Кирилл Левинсон: Про денацификацию надо сказать вот что. Та денацификация, которая реально проходила под этим названием, когда просто людей по анкетным данным, кем они были и что делали в эти 12 лет, увольняли с определенных должностей навсегда или на какое-то время, не допускали к некоторым позициям и ресурсам, эта денацификация с будущим в массовом восприятии никак не ассоциировалась, это было, скорее, про сейчас. Будущее, если и помышлялось, то, скорее, когда это все кончится, когда все вновь войдет в нормальную колею. И действительно, денацификация - это была краткосрочная кампания.

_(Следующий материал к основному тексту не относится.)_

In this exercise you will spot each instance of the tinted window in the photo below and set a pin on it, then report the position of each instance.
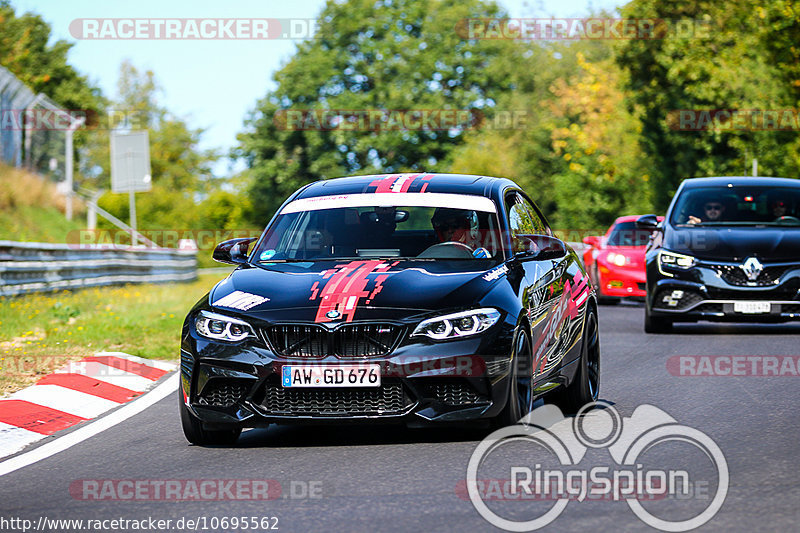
(737, 205)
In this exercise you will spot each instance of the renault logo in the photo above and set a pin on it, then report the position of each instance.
(752, 268)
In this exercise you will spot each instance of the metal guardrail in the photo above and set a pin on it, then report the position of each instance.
(27, 267)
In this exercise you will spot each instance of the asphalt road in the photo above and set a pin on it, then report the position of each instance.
(386, 479)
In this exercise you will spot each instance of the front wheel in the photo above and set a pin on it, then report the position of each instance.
(195, 433)
(520, 392)
(585, 386)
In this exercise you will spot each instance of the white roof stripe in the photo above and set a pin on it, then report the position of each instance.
(397, 199)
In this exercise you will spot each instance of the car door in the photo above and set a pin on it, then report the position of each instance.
(541, 289)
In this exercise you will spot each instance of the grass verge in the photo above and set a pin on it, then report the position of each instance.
(41, 332)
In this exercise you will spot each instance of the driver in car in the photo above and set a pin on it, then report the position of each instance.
(459, 226)
(712, 212)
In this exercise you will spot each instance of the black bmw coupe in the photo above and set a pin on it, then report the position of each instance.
(728, 250)
(411, 298)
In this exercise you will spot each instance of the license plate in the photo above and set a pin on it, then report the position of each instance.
(752, 307)
(331, 376)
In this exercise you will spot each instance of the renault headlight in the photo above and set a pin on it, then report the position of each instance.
(458, 325)
(673, 260)
(222, 328)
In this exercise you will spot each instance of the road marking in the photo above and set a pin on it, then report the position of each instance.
(36, 418)
(108, 374)
(15, 438)
(66, 400)
(77, 393)
(89, 385)
(169, 386)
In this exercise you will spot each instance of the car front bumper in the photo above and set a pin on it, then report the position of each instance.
(702, 293)
(421, 384)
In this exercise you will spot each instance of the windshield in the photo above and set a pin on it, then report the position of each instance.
(626, 234)
(740, 205)
(365, 226)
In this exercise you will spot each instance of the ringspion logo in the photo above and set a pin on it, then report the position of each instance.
(531, 493)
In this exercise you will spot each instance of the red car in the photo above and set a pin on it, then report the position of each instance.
(615, 261)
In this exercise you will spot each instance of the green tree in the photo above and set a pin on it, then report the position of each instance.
(27, 51)
(724, 67)
(368, 55)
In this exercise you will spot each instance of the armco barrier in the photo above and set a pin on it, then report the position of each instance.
(40, 267)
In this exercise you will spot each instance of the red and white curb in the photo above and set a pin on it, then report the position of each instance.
(76, 393)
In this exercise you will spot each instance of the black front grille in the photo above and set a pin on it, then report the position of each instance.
(687, 299)
(709, 308)
(453, 392)
(223, 392)
(347, 341)
(299, 341)
(388, 399)
(734, 275)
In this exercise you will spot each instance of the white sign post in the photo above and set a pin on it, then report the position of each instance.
(130, 168)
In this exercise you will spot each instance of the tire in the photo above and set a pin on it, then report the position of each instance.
(520, 392)
(195, 433)
(654, 324)
(585, 386)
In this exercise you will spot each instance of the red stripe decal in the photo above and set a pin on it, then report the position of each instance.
(36, 418)
(89, 385)
(128, 366)
(347, 285)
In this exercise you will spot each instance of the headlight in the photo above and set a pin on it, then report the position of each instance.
(223, 328)
(673, 260)
(458, 325)
(618, 259)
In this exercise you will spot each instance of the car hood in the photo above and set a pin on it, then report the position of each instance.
(736, 243)
(344, 291)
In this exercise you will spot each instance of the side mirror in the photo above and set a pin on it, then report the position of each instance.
(539, 247)
(647, 222)
(592, 241)
(232, 252)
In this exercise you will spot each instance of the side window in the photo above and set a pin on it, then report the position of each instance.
(523, 218)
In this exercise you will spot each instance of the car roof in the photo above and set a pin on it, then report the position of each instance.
(407, 182)
(740, 181)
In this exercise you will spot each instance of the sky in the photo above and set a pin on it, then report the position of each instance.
(212, 84)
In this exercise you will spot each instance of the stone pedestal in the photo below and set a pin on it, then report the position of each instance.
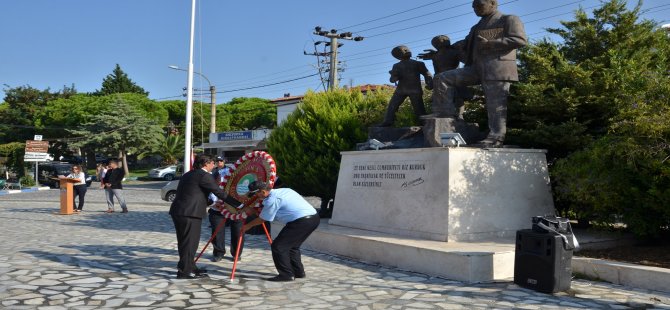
(386, 134)
(396, 138)
(443, 194)
(434, 126)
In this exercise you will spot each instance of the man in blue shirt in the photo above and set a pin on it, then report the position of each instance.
(287, 206)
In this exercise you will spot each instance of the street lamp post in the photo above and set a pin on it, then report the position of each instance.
(212, 97)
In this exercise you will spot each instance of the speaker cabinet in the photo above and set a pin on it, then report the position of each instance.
(541, 262)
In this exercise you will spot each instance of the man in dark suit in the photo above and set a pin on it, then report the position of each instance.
(113, 187)
(490, 50)
(187, 211)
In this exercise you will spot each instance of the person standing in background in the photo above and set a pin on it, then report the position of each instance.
(79, 187)
(112, 182)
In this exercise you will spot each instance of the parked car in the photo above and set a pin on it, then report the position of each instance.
(72, 159)
(100, 158)
(167, 173)
(51, 170)
(169, 191)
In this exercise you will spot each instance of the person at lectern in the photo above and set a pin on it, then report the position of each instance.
(79, 187)
(287, 206)
(187, 211)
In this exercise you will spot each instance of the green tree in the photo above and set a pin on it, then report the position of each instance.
(18, 112)
(169, 147)
(598, 101)
(125, 126)
(307, 145)
(119, 82)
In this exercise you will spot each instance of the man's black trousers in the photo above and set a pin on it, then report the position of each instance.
(286, 247)
(188, 237)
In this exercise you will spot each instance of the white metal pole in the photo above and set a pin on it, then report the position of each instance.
(189, 95)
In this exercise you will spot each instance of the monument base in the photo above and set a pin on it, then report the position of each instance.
(442, 194)
(467, 262)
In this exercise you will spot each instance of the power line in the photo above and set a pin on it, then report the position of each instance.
(465, 30)
(391, 15)
(429, 23)
(412, 18)
(268, 74)
(424, 39)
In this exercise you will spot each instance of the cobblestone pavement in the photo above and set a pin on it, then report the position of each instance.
(96, 260)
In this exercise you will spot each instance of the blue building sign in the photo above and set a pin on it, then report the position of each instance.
(235, 135)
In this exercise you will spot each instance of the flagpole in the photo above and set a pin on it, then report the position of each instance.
(189, 95)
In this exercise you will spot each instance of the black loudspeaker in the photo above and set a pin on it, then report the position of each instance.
(541, 262)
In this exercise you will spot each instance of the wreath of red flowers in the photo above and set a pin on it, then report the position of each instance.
(257, 165)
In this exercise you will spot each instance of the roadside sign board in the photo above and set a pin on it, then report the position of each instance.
(37, 146)
(36, 150)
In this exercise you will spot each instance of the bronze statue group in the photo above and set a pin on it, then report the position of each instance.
(488, 53)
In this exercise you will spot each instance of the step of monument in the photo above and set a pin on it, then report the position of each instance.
(472, 262)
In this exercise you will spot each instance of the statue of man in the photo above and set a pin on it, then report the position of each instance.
(447, 57)
(490, 51)
(407, 73)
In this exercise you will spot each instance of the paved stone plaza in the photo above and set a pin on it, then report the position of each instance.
(102, 261)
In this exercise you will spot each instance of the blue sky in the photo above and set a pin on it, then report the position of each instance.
(239, 44)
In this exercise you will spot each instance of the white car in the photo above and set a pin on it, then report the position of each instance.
(169, 191)
(167, 173)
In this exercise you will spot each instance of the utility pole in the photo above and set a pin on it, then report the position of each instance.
(333, 36)
(212, 94)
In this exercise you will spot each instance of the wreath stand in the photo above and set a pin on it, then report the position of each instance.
(240, 169)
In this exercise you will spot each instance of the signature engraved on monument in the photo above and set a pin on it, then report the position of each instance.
(414, 182)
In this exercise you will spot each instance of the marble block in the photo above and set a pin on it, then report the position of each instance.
(444, 194)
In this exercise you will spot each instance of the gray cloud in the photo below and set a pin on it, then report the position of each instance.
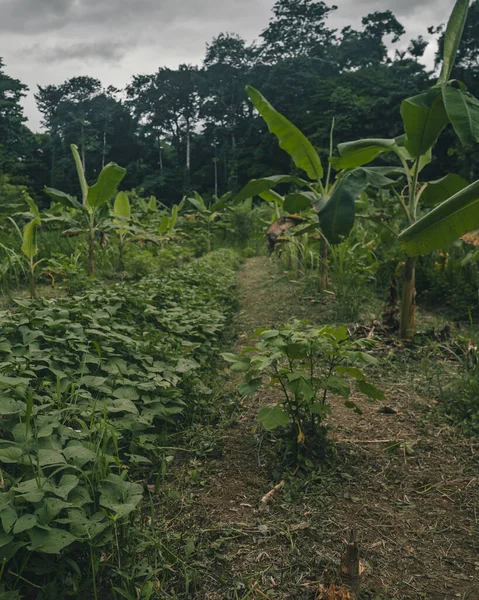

Другое дело, что переучивание, обучение демократии, обучение принципам правового государства, либерального государства, гражданского общества и так далее, которое союзники проводили через школы и через образовательные программы для взрослых, это и начавшееся экономическое чудо дали другую перспективу, которая с денацификацией была связана очень косвенно. И там возникла надежда, что если будешь хорошо работать, ты будешь зарабатывать, и все у тебя будет - машина, холодильник, поездка на курорт, телевизор, и ты заживешь хорошо. Больше того, ты заживешь не хуже, чем тогда. Это очень важно, что появилась реальная надежда, что сейчас, буквально через несколько зарплат, уровень материального благосостояния трудящегося в Западной Германии сравнится с тем, который нацисты обещали тогда. Далеко не все его тогда достигли, но он оказался тогда совсем близким, и сейчас он был близким.

Алексей Левинсон: "Фольксваген" явится народу.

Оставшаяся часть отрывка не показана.